One such statement is “The constitution has not changed.” On its face, that is technically true. No amendment was enacted that removed words from the constitution. But in fact, it is false, because the General Assembly gave each governing body license to set aside portions of the constitution with which it does not agree. This dejure/defacto disjunction, of course, did change the constitution, albeit without altering a single word.
Those who say the constitution was not changed – no matter how high-minded their motivation for making such an affirmation – are not telling the whole truth. As a consequence of what this assembly has done, Presbyterians can expect to see the ordination of persons who blatantly and openly engage in sex outside of marriage.
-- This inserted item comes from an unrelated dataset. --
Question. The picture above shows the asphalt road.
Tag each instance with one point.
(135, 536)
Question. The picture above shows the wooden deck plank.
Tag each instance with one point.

Wordsmiths are also palliating the General Assembly’s Trinity paper. Some argue that the assembly did not “adopt” the paper. It only “received” it. But sleight-of-hand technicalities give scant comfort to those who understand the significance of what happened in Birmingham. Having “received” the paper, General Assembly agencies are now free to promote it through curriculum and liturgical materials, conference platforms and a variety of implementation policies. The vote had hardly been tallied when a commissioner led the assembly in praying to “Compassionate Mother, Beloved Child and Life-Giving Womb .”
We are reminded of what happened after the 1991 General Assembly declined to adopt a human sexuality report that justified adultery and homoerotic activity, but merely “received” the report as a resource to the church. Within months, that “recommended resource” was promoted by the National Network of Presbyterian College Women, whose Web site at the same time contained a link to an online lesbian dating service.
Anyone who says the assembly only “received” the Trinity paper – no matter how sincere their motivation for making such a statement appears – is not telling the whole truth. As a result of what this assembly has done, Presbyterians can expect to see litanies naming “Rock, Cornerstone and Temple” and similar abstract triads in lieu of “Father, Son and Holy Spirit.” Revisionist liturgies that promote such substitutions ditch the divine communion of three distinct Persons within whom we are redeemed and through whom our souls are restored in relationship with the one Triune God.
Make no mistake about it: the 2006 General Assembly has rendered our constitution impotent, and it has turned its back on a foundational doctrine of Christian faith. Oily utterances, however artful, cannot cover up what this assembly has wrought on the covenant community of Reformed faith and practice.
So what must we do when the ecclesiastical body with which we are associated has departed from the faith “once and for all delivered to the saints?” We will do what faithful followers of Jesus Christ have done under similar circumstances in every age when their leaders have committed schism. We will cling to Scripture’s counsel: “Look to the rock from which you were hewn, to the quarry from which you were dug.”
Carl Sandburg’s words prophetically describe the current state of the Presbyterian Church (USA): “When a nation goes down, or a society perishes, one condition may always be found; they forgot where they came from. They lost sight of what had brought them along.”
Contrary to revisionists’ redefinition, Reformation is not novelty. Rather, it is new life that blossoms when the body of Christ re-anchors itself in that rock-solid confession that signalled the birth of the Church. “On this rock I will build my church,” said Jesus after Peter confessed the faith, “and the gates of Hell will not prevail against it.”
A column in The Layman, by Parker T Williamson, editor emeritus and senior correspondent of The Layman.